目の前には勢い良くブランコに乗った六実が迫ってきた。健一の顔に風が当たる。危ないっと健一は思った。ギリギリ当たらない距離だ。ブランコが離れていくと同時に六実のスカートが翻る。もう少しでパンツが見えそうだった。
「お、おいっ!」
稲葉と長田コンビはもう一歩ブランコに近づいた。
「あ、あ、危ないって! マジで当たる!」
健一は焦った。六実が、ブランコが勢い良く接近する。六実は足を伸ばした。仰け反る健一の鼻先を掠めていく。
「うああっ!!」
「あはははっ」
倉見は一人楽しそうだ。
六実が離れていく。振り子でまた迫って来る。それの繰り返しだ。健一は大いに喚いた。
「お、お前らいい加減に…」
「距離感掴めたよ」
「…は?」
「合図するから、そしたら二歩前進ね?」
「OK」
六実と稲葉が謎のコンタクトを取る。
「何言ってるん… まさか…」
「よし、来てっ」
六実の足がまた健一の鼻先を掠めると同時に合図とやらが放たれた。ブランコが離れていくのに合わせて稲葉と長田が前進する。
「お、お、お、オイッ!!」
ブランコは勢い良く迫ってくる。このままでは当たってしまう!
「うあー!」
六実はブランコの上でほくそ笑んだ。
「やめろー!!」
六実の足が折り曲げられたまま迫ってきて、健一に接近したところで勢い良くしならせた。それはちょうど健一の股間のあたりを狙ったものだ。六実のすねが健一のちんちんに見事にヒットした。
パンッ!
「アウアッ!!」
健一の身体が浮き上がった。それを両サイドから稲葉と長田がしっかり抑える。ちんちんを蹴られて痛烈な痛みに脳を支配された。
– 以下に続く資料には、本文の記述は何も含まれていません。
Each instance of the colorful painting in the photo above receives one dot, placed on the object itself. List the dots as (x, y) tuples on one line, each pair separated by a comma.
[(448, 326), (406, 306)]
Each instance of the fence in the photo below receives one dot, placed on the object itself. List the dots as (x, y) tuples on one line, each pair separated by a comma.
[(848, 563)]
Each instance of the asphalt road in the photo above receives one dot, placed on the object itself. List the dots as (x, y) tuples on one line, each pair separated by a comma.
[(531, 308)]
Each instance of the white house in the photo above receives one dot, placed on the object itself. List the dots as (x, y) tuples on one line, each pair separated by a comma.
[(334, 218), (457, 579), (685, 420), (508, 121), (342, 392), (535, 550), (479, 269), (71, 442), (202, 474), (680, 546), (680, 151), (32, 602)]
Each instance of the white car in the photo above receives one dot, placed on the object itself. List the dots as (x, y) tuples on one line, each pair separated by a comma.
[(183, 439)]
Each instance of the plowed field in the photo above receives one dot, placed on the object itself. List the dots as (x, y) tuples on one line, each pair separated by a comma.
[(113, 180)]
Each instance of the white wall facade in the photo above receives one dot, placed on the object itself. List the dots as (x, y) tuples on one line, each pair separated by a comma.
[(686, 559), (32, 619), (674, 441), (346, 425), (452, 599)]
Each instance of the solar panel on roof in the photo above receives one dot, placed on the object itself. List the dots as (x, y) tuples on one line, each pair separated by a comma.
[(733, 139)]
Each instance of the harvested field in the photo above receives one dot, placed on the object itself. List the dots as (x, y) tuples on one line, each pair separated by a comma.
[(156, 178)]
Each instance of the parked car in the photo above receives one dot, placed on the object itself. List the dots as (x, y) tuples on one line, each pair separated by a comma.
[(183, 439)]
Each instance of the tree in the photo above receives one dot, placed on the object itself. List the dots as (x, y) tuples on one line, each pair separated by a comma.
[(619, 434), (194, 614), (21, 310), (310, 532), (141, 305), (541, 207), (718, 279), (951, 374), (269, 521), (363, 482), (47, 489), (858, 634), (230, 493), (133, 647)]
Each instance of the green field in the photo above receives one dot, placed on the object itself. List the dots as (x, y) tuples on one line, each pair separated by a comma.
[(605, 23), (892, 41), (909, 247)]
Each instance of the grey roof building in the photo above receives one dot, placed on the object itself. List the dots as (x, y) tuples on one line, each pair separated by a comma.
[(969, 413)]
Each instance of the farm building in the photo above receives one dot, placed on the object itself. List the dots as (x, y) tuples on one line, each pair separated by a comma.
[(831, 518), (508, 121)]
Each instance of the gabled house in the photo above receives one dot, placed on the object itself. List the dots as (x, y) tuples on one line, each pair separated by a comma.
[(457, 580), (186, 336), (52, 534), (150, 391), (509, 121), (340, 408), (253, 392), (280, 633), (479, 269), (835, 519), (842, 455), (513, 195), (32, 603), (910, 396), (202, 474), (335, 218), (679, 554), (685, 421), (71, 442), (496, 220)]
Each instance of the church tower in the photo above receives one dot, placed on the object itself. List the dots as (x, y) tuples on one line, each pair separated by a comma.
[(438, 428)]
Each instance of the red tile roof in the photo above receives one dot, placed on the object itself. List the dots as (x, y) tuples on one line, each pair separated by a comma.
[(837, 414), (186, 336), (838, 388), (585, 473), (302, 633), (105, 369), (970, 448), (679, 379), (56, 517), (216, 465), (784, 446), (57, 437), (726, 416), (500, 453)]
ブランコはそれでもまだ勢いを失わず離れていって、そしてまた戻ってくる。
「え、えええー!?」
パンッ!
小気味いい音が響いた。先ほどと同じように六実の足が健一のちんちんを蹴り上げられた。
「いぎゃっ」
「あはははははっ」
倉見が手を叩いて喜んだ。
痛みが持続している上にさらに追い打ちをかけられる。健一はどんなに痛くて身をよじっても攻撃を回避できない。ブランコは健一のことなど知ったことではない。容赦なく迫ってくる。
パンッ!
「やめて! アガッ!!」
またちんちんを蹴られる。あまりの痛みに暴れまわるが脱出はできそうになかった。ブランコの勢いは放っておけば弱まる筈だが勢いは衰えなかった。止まらない理由は六実が漕いでいるからに他ならない。何度も健一のちんちんを六実の足が蹴りあげた。その度に公園に悲鳴が響き渡る。周りで遊んでいた子供たちも物珍しそうに見ている。
「謝る気になった?」
いつ終わるとも知れないブランコを使ったお仕置きに健一は心が折れそうだった。